Question

The compounds which uses $s{{p}^{3}}$- hybrid orbitals for bond formation are-
(A)- $HCOOH$
(B)- ${{({{H}_{2}}N)}_{2}}CO$
(C)- ${{(C{{H}_{3}})}_{3}}COH$
(D)- $C{{H}_{3}}CHO$

Answer 1

Hint: A $s{{p}^{3}}$- hybridized atom is linked to four other atoms by single bonds (sigma). A $s{{p}^{3}}$- hybrid orbital contains 4 hybrid orbitals. Carbon has tetra valency.

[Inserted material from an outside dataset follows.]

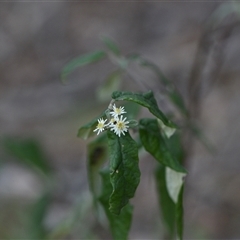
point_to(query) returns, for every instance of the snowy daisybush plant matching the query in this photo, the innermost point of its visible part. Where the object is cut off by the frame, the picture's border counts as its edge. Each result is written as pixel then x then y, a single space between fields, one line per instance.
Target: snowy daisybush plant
pixel 113 154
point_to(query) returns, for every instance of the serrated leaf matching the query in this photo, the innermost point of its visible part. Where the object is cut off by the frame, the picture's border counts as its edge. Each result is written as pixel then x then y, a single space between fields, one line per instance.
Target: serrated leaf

Complete step by step solution:
Let’s look at the given options:
-In $HCOOH$ the carbon atom is linked to 3 atoms only by single bonds. Its hybridization is $s{{p}^{2}}$. So OPTION (A) is incorrect.
- In ${{({{H}_{2}}N)}_{2}}CO$the carbon atom is again linked to 3 atoms only by single bonds. Its hybridization is $s{{p}^{2}}$. Also the 2 N atoms are also linked to 3 atoms only. So this compound does not contain any $s{{p}^{3}}$ hybrid orbital. So OPTION (B) is incorrect.
-In ${{(C{{H}_{3}})}_{3}}COH$all the carbon atoms present are linked to 4 other atoms by single bonds. Its hybridization is $s{{p}^{3}}$. So, OPTION (C) is correct.
-In $C{{H}_{3}}CHO$ one carbon atom is linked to 4 other atoms by single bonds. Its hybridization is $s{{p}^{3}}$. So, OPTION (D) is also correct.

So, the correct answer is “Option B and D”.

Note: The geometry of a $s{{p}^{3}}$ hybrid orbital is tetrahedral. The shape of a $s{{p}^{3}}$ hybrid orbital is also the same that is tetrahedral. But if a lone pair is present then the geometry remains the same but the shape changes. Only count single bonds (sigma bonds) while checking hybridization.